Bridging Loan

What are the Benefits of a Bridging Loan?

Are you in a situation where you have found the house of your life, however you are not able to purchase or put a deposit for your dream house as you need to sell your current house first to have the money for the second house. But by the time you have sold and gotten the money for your existing house, your dream house would have been sold to another buyer.
Bridging loan can help you to put a deposit for you dream house while you wait for the money from the sales of your existing house to come in.

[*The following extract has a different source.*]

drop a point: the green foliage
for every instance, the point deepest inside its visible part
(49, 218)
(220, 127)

Bridging loan is a short-term loan which is used to help when the settlement date of the houses does not match.

So how can you qualify for a bridging loan?
It is recommended for you to have at least 50% of home equity (monetary worth of the house after deducting the amount still owe) as it might not be worth it to take a bridging loan.
You must meet the standard service requirements for bridging loan. Similar to a standard refinance, you need to provide your current income, employment status, expenses and supporting documents to apply the loan.
The maximum bridging term for an existing property is 6 months and for a new property, it is 12 months. You are able to extend the bridging terms but your bridging loan need to be reviewed first before you are able to extend the loan.
You need to have a sales contract for your existing property before you are able to get a bridging loan. You need to have a contract that shows that you have sold the house away and is now waiting for the payment.
For bridging loans, you can borrow up to 80% of the peak debt which is the purchase price of your dream house and the remaining mortgage you have from your existing house added together. Normally, lender will also add a 6 months’ interest rate buffer to determine if you are able to pay back the loan amount.
Every loan has it advantage and disadvantage, below are some of the pros and cons for bridging loan which you should know.
Pros
• You do not need to wait to get a loan to buy a new property
• You are able to take your time to get the best price for your property as you do not need to rush the sale of your existing property for your new property
• You would only need to pay the interest of the loan when your house has not been sold, only upon selling your house, you would need to start paying back on the loan.
• The interest rate for bridging loan by bank is charged at a standard variation.
• The fees and charges for bridging loan is at the same rate as standard home loan.
• You are able to pay back unlimited amount of time to reduce the interest cost.
Cons
• Interest for the bridging loan is compounded at a monthly rate, this means that the longer it takes you to sell your existing house, the higher the amount of interest you had to pay back for the loan.
• It will cost you double the amount for valuation, as you need both your existing house and new purchase house valuation for the loan.
• If you did not sell off your existing property within the bridging period, you will have a higher interest for your loan and you would need to make repayment for your principal and interest.
• You are not able to redraw once you have chosen to my repayment for your bridging loan.
• You might be charge for early termination fees if you change lenders. If your lender from your existing home loan does not offer bridging loan, you would need to find another lender that provide this service, however, they would most likely insist you to have all your debts and loans to be taken from them, this means that you might need to pay termination fee for switching to another lender.